After fleeing for their lives nearly a year ago, residents of the battle-scarred Philippine city of Marawi were allowed back yesterday for the first time — to dig through the rubble that was once their homes.
Swathes of the southern city were destroyed in five months of house-to-house fighting between troops and Muslim militants loyal to the Islamic State group that killed nearly 1,200.
Tearful residents dug charred furniture and broken toys from the ruins, which still conceals unexploded bombs dropped during the battles that broke out in May last year.
Photo: AFP
“I cried in anger, pain,” Samsida Mangcol, 44, said of the moment she saw what was left of her bridal boutique, which now has “I love ISIS [Islamic State of Iraq and Syria]” spray-painted across one of its walls.

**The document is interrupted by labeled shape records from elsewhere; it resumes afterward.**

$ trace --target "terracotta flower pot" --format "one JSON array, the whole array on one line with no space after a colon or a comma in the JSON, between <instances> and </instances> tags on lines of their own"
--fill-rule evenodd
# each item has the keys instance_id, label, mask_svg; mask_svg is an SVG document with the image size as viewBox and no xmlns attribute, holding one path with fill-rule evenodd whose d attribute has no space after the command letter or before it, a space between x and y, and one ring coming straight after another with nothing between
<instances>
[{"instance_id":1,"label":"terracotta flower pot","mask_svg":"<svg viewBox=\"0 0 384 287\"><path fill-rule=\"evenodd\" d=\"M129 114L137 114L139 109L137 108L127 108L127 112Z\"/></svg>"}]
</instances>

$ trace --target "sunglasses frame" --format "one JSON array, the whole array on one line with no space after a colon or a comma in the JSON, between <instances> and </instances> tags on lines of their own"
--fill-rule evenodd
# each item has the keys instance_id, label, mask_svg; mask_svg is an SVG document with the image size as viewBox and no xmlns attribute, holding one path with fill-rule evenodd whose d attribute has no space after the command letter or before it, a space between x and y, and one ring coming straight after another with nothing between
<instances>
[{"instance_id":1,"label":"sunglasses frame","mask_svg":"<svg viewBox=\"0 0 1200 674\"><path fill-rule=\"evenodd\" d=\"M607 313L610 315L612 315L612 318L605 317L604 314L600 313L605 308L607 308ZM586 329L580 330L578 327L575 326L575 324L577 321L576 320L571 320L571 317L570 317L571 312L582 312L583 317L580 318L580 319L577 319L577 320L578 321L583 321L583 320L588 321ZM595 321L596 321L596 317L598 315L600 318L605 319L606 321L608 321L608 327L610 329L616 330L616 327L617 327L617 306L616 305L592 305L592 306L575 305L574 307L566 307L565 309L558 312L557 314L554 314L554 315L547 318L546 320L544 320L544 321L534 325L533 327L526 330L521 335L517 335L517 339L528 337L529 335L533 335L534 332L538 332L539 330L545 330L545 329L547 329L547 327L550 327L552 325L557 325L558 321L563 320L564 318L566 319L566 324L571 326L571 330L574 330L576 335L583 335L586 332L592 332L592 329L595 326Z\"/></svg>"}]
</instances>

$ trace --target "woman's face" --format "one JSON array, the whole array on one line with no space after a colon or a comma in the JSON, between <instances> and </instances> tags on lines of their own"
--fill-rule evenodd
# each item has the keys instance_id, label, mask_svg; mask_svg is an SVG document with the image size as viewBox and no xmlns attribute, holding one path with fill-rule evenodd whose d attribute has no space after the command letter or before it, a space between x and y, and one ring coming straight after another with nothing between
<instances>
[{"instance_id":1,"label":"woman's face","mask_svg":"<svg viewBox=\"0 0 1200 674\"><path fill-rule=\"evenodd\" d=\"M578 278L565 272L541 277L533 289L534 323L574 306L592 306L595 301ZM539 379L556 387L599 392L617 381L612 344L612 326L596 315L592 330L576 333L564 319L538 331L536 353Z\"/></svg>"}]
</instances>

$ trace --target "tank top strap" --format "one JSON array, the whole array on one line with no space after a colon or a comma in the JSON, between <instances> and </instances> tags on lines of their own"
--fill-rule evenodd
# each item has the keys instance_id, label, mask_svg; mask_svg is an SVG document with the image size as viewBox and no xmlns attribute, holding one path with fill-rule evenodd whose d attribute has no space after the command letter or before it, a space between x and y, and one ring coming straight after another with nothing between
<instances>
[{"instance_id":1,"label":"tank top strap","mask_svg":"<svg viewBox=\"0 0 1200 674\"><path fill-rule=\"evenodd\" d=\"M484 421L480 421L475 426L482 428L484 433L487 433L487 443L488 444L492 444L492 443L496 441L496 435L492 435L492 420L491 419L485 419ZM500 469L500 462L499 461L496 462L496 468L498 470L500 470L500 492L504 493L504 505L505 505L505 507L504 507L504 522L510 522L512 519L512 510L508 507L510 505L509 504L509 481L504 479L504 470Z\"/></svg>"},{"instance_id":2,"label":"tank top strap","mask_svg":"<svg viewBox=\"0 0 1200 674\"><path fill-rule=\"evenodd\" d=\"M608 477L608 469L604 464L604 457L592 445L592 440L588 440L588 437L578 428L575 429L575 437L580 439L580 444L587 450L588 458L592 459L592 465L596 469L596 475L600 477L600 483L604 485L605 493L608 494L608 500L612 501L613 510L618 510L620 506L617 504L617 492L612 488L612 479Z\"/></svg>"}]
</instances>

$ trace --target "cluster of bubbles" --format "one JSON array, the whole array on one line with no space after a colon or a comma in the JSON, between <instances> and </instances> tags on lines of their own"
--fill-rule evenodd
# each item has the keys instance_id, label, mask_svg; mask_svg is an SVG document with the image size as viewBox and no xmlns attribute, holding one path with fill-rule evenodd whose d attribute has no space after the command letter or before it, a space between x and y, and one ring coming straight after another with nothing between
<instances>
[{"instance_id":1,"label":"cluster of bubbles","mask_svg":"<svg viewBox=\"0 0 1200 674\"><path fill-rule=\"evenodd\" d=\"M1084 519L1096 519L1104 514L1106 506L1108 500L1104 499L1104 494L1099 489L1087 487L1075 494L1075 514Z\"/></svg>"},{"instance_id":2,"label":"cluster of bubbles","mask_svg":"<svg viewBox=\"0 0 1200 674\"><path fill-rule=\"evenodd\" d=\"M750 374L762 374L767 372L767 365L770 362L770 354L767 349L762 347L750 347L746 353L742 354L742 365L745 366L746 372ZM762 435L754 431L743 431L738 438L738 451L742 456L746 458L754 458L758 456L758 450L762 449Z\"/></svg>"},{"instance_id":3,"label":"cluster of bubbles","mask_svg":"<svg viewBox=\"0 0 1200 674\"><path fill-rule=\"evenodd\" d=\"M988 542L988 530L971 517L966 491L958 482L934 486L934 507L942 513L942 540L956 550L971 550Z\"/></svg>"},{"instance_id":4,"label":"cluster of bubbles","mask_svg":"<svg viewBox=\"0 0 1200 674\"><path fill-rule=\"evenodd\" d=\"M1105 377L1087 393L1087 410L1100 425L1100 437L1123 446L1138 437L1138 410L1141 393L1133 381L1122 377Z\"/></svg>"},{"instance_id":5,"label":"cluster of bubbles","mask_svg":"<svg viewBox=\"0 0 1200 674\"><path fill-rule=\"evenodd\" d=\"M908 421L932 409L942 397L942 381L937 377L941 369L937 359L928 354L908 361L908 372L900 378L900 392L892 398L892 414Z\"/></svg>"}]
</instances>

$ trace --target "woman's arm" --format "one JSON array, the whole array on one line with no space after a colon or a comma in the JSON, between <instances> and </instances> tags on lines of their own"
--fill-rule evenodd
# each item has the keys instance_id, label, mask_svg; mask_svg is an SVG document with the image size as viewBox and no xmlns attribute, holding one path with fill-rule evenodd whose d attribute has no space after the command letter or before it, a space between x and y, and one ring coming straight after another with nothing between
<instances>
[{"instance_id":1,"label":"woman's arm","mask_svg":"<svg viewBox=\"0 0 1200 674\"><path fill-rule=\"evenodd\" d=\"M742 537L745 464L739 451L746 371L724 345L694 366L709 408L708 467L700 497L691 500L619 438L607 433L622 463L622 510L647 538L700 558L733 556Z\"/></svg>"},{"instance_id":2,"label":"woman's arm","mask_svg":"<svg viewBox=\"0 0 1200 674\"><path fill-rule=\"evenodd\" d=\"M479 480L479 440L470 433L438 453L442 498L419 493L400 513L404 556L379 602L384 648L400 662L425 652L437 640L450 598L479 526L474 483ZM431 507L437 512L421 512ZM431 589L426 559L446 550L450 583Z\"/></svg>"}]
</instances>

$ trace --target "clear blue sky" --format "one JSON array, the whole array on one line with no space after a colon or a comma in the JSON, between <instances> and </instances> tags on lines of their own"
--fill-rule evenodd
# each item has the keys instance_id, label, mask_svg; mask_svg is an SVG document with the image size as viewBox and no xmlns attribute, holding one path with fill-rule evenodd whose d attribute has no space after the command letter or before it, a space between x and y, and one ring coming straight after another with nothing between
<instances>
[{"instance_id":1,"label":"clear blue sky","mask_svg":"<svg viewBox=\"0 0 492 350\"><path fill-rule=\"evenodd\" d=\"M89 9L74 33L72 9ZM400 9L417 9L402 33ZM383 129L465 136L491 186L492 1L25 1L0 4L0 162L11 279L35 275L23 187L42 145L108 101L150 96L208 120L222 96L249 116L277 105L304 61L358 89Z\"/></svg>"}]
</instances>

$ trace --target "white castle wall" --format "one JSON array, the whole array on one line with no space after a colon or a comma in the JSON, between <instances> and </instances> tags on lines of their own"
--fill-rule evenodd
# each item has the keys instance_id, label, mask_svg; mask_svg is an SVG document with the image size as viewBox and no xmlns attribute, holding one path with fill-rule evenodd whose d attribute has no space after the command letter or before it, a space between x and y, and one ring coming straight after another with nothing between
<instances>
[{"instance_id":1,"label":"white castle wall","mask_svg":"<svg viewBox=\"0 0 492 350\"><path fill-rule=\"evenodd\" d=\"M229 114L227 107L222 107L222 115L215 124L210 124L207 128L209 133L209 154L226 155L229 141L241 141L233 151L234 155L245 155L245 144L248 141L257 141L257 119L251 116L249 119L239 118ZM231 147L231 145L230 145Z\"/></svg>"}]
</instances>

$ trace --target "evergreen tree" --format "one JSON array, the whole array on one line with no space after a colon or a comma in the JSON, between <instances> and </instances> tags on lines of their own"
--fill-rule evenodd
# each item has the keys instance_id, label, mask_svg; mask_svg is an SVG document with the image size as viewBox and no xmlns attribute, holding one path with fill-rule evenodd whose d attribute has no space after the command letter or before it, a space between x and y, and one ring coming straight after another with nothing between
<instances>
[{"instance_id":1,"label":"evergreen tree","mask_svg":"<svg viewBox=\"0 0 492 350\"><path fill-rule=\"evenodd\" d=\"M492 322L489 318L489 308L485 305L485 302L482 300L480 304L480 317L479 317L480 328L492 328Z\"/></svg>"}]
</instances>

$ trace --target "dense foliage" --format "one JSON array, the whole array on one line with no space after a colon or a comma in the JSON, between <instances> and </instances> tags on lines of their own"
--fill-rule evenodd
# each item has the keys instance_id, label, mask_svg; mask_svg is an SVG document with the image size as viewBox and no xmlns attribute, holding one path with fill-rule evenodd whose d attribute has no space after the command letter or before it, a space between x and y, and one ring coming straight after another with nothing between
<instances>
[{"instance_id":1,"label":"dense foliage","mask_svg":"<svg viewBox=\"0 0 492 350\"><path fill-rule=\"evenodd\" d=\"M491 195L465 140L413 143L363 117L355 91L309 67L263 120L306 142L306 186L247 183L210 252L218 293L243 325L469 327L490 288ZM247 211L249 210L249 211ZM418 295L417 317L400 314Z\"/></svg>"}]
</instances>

“I used to rent out clothes but now I have become a beggar asking my relatives for things to eat and wear,” the mother-of-three said as she caressed a ruined wedding gown.
Marawi on Mindanao island, the principal Muslim city in the mainly Catholic Philippines, was besieged by hundreds of local and foreign gunmen waving black Islamic State flags who attacked it in what authorities said was an attempt to establish a Southeast Asian base.
Over the course of the next month groups of residents are going to be allowed to return for up to three days each, to view their old homes and salvage what they can before rebuilding starts.
About 7,000 people yesterday walked forlornly through streets littered with rubble, twisted metal and the skeletons of bullet-riddled cars.
“Our house was still new when we left it. We had prepared everything for Ramadan,” said Maimona Ambola, a 44-year-old mother of seven.
“A bomb has destroyed it all. Our bed has turned into ashes,” she said.
The battle, which ended in October last year, was the biggest security crisis under Philippine President Rodrigo Duterte.
Many of the city’s 200,000 residents fled their homes in a rush for safety, including more than 10,000 people from the so-called “ground zero.” They have since been living in evacuation centers or with relatives in other towns.
Months after the fighting ended, residents still visited at their own risk.
The conflict zone has 53 unexploded bombs from military airstrikes weighing as much as 226kg as well as explosives left behind by the militants, according to Colonel Romeo Brawner, deputy commander of the military task force in Marawi.
“We lack the equipment to excavate the bombs. One bomb we recovered, for example, took us five days because we had to dig 10 meters deep and 10 meters wide,” Brawner said, adding the military aimed to finish the effort by June.